Ayana B. Martins, Marcus A.M. de Aguiar, and Yaneer Bar-Yam, Evolution and stability of ring species, PNAS 201217034 (March 11, 2013).
Neutral models, in which genetic change arises through random variation without fitness differences, have proven remarkably successful in describing observed patterns of biodiversity, despite the manifest role of selection in evolution. Here we investigate the effect of barriers on biodiversity by simulating the expansion of a population around a barrier to form a ring species, where the two ends of the population are reproductively isolated despite ongoing gene flow around the ring. We compare the spatial and genetic properties of a neutral agentbased population model to the greenish warblers’ complex, a well-documented example of an actual ring species in nature. Our results match the distribution of subspecies, the principal components of genetic diversity and the linear spatial-genetic correlation of the observed data, even though selection is expected to be important for traits of this species. We find that ring species are often unstable to speciation or mixing but can persist for extended times depending on species and landscape features. For the greenish warblers our analysis implies that the expanded area near the point of secondary contact is important for extending the duration of the ring, and thus for the opportunity to observe this ring species. Nevertheless it also suggests the ring will break up into multiple species in 10,000 to 50,000 years. These results imply that simulations can be used to accurately describe empirical data for complex spatial-genetic traits of an individual species.

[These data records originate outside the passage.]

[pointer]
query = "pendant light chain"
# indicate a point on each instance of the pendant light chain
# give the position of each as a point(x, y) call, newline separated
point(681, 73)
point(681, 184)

Press Release: What can “ring species” teach us about evolution?
CAMBRIDGE, MA (March 12) — Ten thousand years ago, at the end of the last ice age, a species of greenish warblers lived in a forest south of the Tibetan Plateau. As the ice receded, the forest grew to form a ring around the plateau — and so did the songbird’s habitat. Two thousand years later, birds living on the eastern edge of the expanding ring once again met those living in the western edge, only now they couldn’t mate. Although still members of the same species, something had changed. What led to their genetic incompatibility?
In a new article, researchers of the New England Complex Systems Institute (NECSI) and two Brazilian universities — the Universidade de São Paulo and the Universidade Estadual de Campinas — offer important clues to the warblers’ divergent fates, demonstrating how they successfully modeled the bird range-expansion that eventually led to their genetic split.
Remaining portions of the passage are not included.